In contrast to the advantages mentioned, women who received oxytocin had lower rates of chorioamnionitis, even after controlling for duration of IOL. A possible explanation for this finding is that women who developed signs of infection were transferred immediately to perform a cesarean section, and the induction process was halted.

When evaluating solely women who received oxytocin, we found there is no advantage of delaying oxytocin administration. Late onset of oxytocin resulted in a longer duration of induction with no difference in the rate of a successful VBAC.

Our study has several strengths. This is one of the few studies to evaluate AROM as a single mode of IOL in women with a previous CS. Furthermore, we had detailed demographic and clinical data available from our electronic medical record.

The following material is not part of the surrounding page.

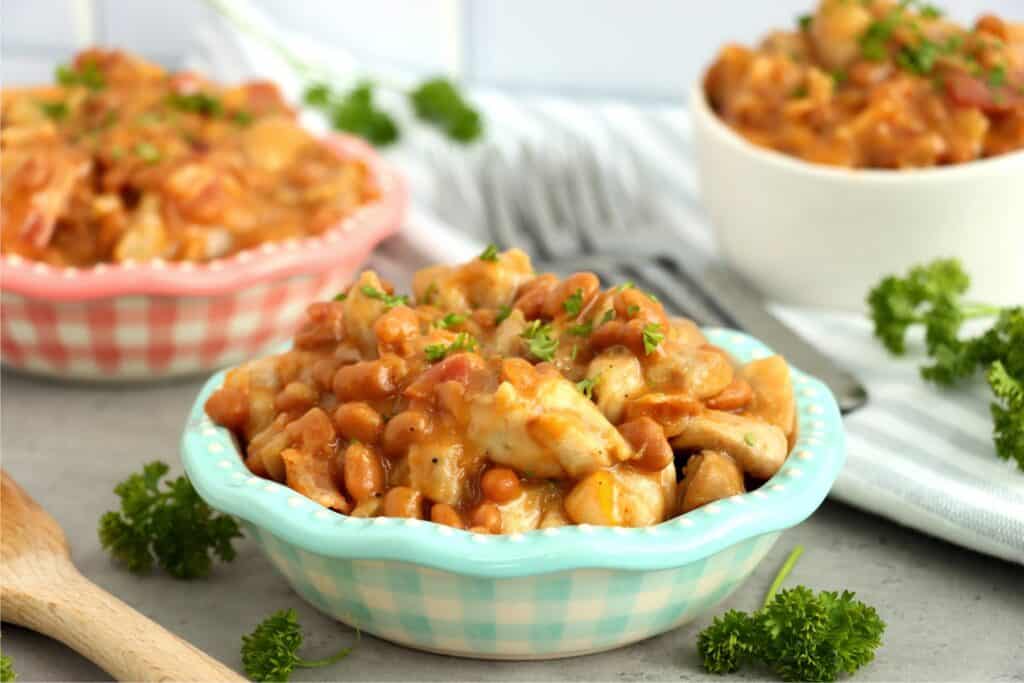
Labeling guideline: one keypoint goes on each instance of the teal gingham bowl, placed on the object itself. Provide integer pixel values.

On the other hand, there are some limitations to consider. First, we were underpowered to assess rare outcomes including uterine rupture. Second, we did not have information on certain clinical characteristics including indication for the induction of labor and the reason for oxytocin administration. These missing details may have affected our findings since certain indications for IOL (e.g. gestational diabetes or fetal macrosomia) are associated with higher rates of cesarean section. Third, this is a single center study, limiting generalizability. Finally, as a retrospective observational study our findings may be influenced by confounding.

Conclusion

AROM as a single mode of induction of labor in women with a previous cesarean section is a safe and efficient practice with high rates of successful VBAC. When spontaneous labor does not develop shortly after AROM, there is no advantage to delay the administration of oxytocin.